The sky is darkening by the minute, but I am nearly home. I can smell the sandy beach. The sea is nearly empty. My tummy is hurting me. All of a sudden, I hear a sound. It’s Margie’s husband, Philip.
“Hello, Philip, how is it going?”
“It’s going okay. My Margie says she saw you this morning.”
“Yes, she did. I’ve been unlucky today with the fish.” I look down.
“I am sorry to hear that. Hunting hours have surely risen in the last months.”
“Yes, they have.”
“Margie told me you saved her life.”
“It was… I just warned her really, nothing big.”
“Nonsense, you saved her life! You are a true hero, Julie. Are you heading home now?”
“I know Margie would do the same for me.”
“Indeed she would. I am heading home too; would you like to join me?”

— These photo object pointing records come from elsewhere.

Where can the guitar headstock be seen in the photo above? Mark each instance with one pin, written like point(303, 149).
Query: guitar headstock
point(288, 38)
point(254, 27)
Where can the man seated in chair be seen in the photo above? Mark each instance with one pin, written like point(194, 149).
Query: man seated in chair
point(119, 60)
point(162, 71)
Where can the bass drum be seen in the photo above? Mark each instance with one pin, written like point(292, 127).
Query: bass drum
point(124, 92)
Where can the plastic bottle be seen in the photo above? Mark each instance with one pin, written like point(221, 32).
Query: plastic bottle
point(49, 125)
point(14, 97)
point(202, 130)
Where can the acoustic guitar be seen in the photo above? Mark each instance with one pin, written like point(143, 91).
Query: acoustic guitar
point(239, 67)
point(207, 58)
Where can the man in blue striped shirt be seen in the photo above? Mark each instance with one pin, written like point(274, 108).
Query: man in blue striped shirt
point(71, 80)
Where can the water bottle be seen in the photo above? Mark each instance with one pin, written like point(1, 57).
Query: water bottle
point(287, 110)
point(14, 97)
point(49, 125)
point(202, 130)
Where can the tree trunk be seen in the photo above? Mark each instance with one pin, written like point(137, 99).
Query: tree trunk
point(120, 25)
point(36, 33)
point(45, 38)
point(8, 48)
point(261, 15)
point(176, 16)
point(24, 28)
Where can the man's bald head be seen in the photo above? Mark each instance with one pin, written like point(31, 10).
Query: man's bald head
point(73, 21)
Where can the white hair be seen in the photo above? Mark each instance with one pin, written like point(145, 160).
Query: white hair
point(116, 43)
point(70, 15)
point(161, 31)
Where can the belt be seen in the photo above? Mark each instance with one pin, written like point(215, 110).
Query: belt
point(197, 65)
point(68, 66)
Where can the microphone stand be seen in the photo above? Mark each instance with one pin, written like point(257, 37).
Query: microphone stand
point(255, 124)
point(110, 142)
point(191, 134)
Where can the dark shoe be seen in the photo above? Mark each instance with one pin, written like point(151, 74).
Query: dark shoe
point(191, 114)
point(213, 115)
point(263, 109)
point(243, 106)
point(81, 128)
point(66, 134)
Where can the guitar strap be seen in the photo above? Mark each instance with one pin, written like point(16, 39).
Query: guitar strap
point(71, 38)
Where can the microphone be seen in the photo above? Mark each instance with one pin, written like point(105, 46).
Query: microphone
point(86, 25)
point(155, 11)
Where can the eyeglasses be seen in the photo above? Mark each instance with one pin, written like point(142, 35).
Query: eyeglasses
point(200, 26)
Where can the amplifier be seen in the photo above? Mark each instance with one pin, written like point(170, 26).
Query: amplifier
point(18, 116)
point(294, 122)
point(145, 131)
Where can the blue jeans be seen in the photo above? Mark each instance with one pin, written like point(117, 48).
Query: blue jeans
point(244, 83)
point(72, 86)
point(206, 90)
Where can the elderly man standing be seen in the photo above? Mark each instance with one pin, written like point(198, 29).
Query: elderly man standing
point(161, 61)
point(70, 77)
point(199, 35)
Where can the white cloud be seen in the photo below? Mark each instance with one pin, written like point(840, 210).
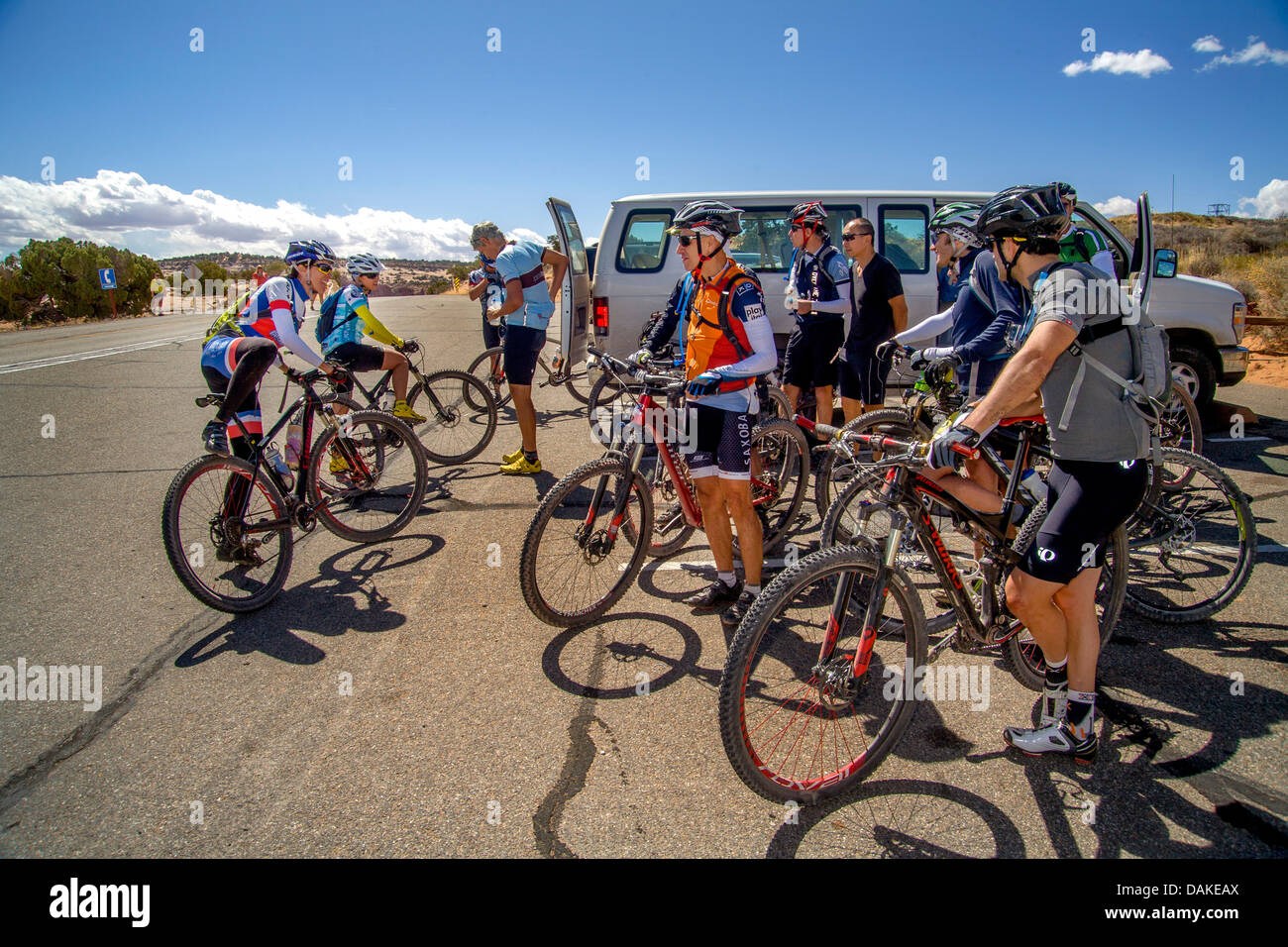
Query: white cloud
point(123, 209)
point(1256, 53)
point(1270, 201)
point(1116, 206)
point(1142, 63)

When we finally reach the shore, the silver moon shimmers. I see Margie, James and Penny all smiling at me; they flap their flippers and make a loud welcoming sound. Then, Margie looks at me with a big fish.
“I caught two fish today.” She hands me the bulkier and fatter one. “There is no way I can repay you for saving my life. This is the least I can do.” I smile, squeeze her like a bug.
“Thank you dear, the fish is more than enough.” I reply.
“Mum, Mum, I am so glad you are okay, what happened?” cries Penny.
“The sea was a little rough today. Don’t worry sweetie.”
Everyone huddles for a group hug under the moonlight. I hold Penny tight and say,
“Happy birthday, sweet little Penny.”